I'm assuming you mean for candids and the reception. It is very inefficient with how it handles the spread of light. I use this Westcott Micro Apollo Softbox - 5 x 8" (13 x 20cm) 2200 B&H along with 2-3 flashes set around the room.


----------



## john5189 (Jul 1, 2012)

Very wasteful of battery and uses alot of power each flash because so little goes forward.
If surfaces are light I will probably bouce of them, or use a stofens. The light does what I want it to do.
For close up I use a cheap small umbella diffuser


----------



## tbc (Jul 1, 2012)

Great info guys You guys just save my pocket from buying this item I think I will go with the softbox Christina suggested Thanks


----------



## DScience (Jul 1, 2012)

I've used one, and for certain things I thing it is an AMAZING tool.


----------



## Filipebr (Jul 2, 2012)

tbc said:


> Great info guys You guys just save my pocket from buying this item I think I will go with the softbox Christina suggested Thanks



Best decision EVER!  

I admit I was amazed when I saw his demonstrations and the stuff on his website but then I looked at the cheaper alternatives...and decided they were much simpler/better  for like 1/10th the price


----------



## Steve5D (Jul 2, 2012)

I'm using a couple of Sto-Fen Ominbounces on my 580EX II's, and I'm happy as Hell with them. Not exactly the same thing, but I dig 'em...


----------



## KmH (Jul 2, 2012)

DScience said:


> I've used one, and for certain things I thing it is an AMAZING tool.

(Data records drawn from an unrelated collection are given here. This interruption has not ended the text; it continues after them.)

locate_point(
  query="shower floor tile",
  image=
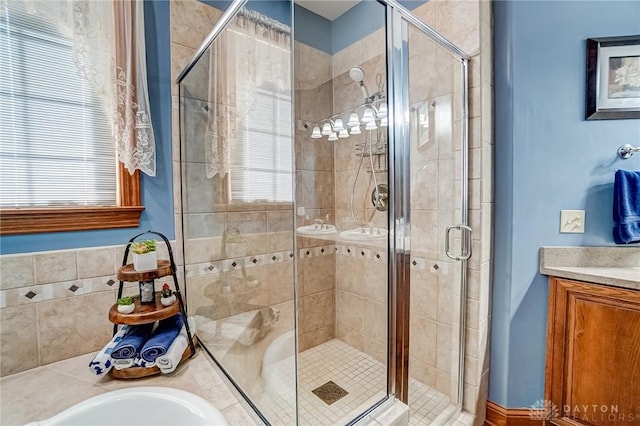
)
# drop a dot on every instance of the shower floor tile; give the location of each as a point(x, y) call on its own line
point(363, 377)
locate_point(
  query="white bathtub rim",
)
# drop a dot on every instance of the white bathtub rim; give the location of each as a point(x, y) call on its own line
point(187, 399)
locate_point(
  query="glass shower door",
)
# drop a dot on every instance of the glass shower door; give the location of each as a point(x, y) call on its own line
point(342, 220)
point(430, 145)
point(237, 186)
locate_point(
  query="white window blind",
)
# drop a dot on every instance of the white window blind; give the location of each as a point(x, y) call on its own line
point(56, 147)
point(261, 163)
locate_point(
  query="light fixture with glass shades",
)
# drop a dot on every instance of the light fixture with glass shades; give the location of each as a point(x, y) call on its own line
point(372, 114)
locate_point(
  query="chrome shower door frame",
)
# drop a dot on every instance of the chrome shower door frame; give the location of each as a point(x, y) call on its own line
point(399, 186)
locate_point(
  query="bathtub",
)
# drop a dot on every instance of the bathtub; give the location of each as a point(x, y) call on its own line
point(139, 406)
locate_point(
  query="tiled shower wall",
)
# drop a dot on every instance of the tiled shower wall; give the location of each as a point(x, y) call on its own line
point(314, 196)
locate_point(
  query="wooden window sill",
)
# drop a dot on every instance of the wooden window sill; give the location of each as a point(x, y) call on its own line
point(38, 220)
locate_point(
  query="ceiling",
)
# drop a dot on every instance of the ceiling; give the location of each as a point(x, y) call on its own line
point(329, 9)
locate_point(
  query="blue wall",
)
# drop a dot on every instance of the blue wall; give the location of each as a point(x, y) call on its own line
point(157, 192)
point(548, 158)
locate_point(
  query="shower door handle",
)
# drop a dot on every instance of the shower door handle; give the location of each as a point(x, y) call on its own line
point(465, 252)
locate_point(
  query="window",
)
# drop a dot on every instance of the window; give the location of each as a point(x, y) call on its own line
point(261, 163)
point(58, 164)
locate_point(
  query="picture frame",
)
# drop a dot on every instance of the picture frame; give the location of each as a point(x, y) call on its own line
point(613, 78)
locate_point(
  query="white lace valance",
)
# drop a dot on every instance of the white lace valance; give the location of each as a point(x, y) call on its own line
point(109, 52)
point(254, 51)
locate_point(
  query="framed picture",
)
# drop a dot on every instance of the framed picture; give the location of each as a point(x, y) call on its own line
point(613, 78)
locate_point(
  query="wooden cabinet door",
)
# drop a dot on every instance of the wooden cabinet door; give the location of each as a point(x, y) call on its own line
point(593, 354)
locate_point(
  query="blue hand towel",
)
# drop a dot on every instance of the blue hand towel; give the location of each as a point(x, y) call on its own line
point(101, 363)
point(626, 207)
point(132, 342)
point(166, 332)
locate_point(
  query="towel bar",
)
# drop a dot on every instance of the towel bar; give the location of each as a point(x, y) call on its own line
point(626, 151)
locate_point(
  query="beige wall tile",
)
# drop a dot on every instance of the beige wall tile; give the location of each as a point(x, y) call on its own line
point(319, 274)
point(16, 271)
point(318, 337)
point(422, 339)
point(206, 296)
point(375, 281)
point(318, 311)
point(375, 348)
point(55, 266)
point(280, 276)
point(375, 320)
point(191, 22)
point(96, 262)
point(350, 310)
point(424, 294)
point(350, 274)
point(18, 339)
point(350, 337)
point(73, 326)
point(424, 237)
point(423, 372)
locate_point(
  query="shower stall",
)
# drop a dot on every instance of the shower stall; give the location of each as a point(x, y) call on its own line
point(324, 209)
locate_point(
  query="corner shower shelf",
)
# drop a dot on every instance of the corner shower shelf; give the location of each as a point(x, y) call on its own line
point(148, 313)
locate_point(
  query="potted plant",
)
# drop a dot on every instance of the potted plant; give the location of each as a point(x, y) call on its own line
point(168, 298)
point(125, 305)
point(144, 255)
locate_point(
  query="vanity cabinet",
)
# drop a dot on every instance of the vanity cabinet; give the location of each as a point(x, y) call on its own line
point(593, 354)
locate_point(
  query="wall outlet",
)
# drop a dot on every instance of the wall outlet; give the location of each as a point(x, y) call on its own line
point(572, 221)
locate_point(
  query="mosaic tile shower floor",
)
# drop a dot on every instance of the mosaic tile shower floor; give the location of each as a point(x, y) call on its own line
point(363, 377)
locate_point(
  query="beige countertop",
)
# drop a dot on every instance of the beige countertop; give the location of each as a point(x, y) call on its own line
point(615, 266)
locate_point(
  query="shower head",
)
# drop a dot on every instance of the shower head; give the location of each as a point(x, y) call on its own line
point(356, 74)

Were any of those 'certain things' wedding photography?



tbc said:


> Wonder what you guys think about Gary Fong Lightsphere for wedding photography? Any idea?


----------



## morganza (Jul 4, 2012)

sandraadamson said:


> I had one used it for one wedding and returned it. I use a bracket to get my speed light off my camera and the lightsphere's added weight on my bracket made my bracket extremely wobbly it was awful. My bracket allows me to move only the speed light not the camera, into horizontal or vertical position and i found the lightsphere so heavy my speed light would move the arm and make it wobble. I use a simple softbox now much lighter and no wobble also 1/2 the price!
> 
> www.sandraadamson.com www.sandraadamson.blogspot.com



Fun blog and site links, thanks.


----------



## rub (Jul 5, 2012)

I don't use his lightsphere, but I am going to his house next week to drink beer and hang out in his infinity pool


----------



## KmH (Jul 5, 2012)

There you go. Gary's footing the bill.

At least I would hope it's not BYOB.


----------



## Joshonator (Jul 5, 2012)

I just got a third party version of his "puffer". I haven't shot with it yet but it looks promising.


----------



## mdphoto21 (Jul 7, 2012)

I have his lightsphere. Unfortunatly I dont use it too much because the sto-fen is so easy to slip on and im usually always in a rush. I find that I have to sit down and muscle that thing on my flash. The few times I have used it it does do a great job in most situations. A little more diffusion then the ob. The collapsable one i have does however do a nice job of holding my battery gripped camera up in my bag when i have me 70-200 on it. 

Its soft but its heavily diffused  and you will lose somelight so you will need to boost the flash a bit. Can drain your batteries fast if you dont have a battery pack.


----------